By now I sound like a broken record, but again, with the approach used in db-filters, SQL is completely abstracted, whereas db-mysql includes writing raw SQL, in addition to the tedious syntax used to indicate literals that should not be escaped. The db-filter code could also be improved by adding a special key for 'user' that understands how to decode the id property from the user object, which would simplify the database "client" code that creates and updates posts.

Final Thoughts and the Future

One thing I want to make a note of is that it seems like I'm panning db-mysql pretty hard with all of my comparisons, but that isn't really my goal. Realistically, the purpose of db-mysql is to provide an abstraction layer for the API to interact with the database, not to generate portable queries, and it seems that it handles that task well. But, it is always necessary to draw a comparison when advocating a different way to do things, and so it helps that db-mysql also attempts to provide a query abstraction interface, something that I don't think it should be doing (and something that node-mysql doesn't do). I think separating the two tasks makes a lot of sense: one library to perform low level communication, and another library to perform query generation, allowing either to be replaced if a better alternative is developed.

Next, I'd like to briefly address performance. It seems like with a powerful abstraction layer, you'd sacrifice a lot in terms of performance, but a quick benchmark of running the example code in this post 10,000 times, generating 70,000 queries total only took approximately 3330 ms, on average, on my Amazon EC2 micro instance. This works out to less than 50 us per query, which is significantly less time than you will spend waiting for and interacting with the database afterwards. The performance thus seems "acceptable" to me, but I do think it could be faster. This won't really be improved until an undetermined time in the future, as there are more important things to work on.

Finally, db-filters still has a long way to go. At this point, it is possible to create a lot of queries with complex relationships, perform multi-way joins, and use most of the built-in MySQL functions, all without writing any actual SQL. But, there are gaps in the function list, mostly in the date/time area, as these functions can be used in the most diverse ways, and there are limitations to the types of structures that can be generated using where clauses. For instance, you cannot yet specify relationships between fields on two tables in a join using a WHERE clause—the only relationships can be in the ON parameter, which restricts the relationship to that of equality, based on the current implementation. Perhaps most importantly, db-filters currently only targets MySQL. In theory, the abstraction presented should allow it to be used with any RDBMS, but I am currently only developing the one translation engine, because I only use MySQL, so support for other engines is limited to those that are compatible with MySQL's extensions to SQL. I'd really like to see it ported to support a NoSQL solution with the same interface, but that would be a tremendous undertaking and will definitely wait until the core API and features are frozen.
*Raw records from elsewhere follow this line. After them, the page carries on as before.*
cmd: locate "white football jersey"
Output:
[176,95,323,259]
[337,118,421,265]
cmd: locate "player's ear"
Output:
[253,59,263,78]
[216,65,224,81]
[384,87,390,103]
If you've made it this far, I hope I've convinced you that db-filters is the best solution for database interaction. It is a very specific solution that attacks only the problem of query generation, and it is specifically designed to address all of the problems that I've identified with existing solutions. The project is available on github as well as through npm. There is more complete API documentation, along with a function reference in the project README file, which I will (thankfully) omit here—I'm not trying to explain the details of using the library; I'm only trying to demonstrate its capability and advantages. Please post any bugs, feature requests, missing functions, or other suggestions on the github page.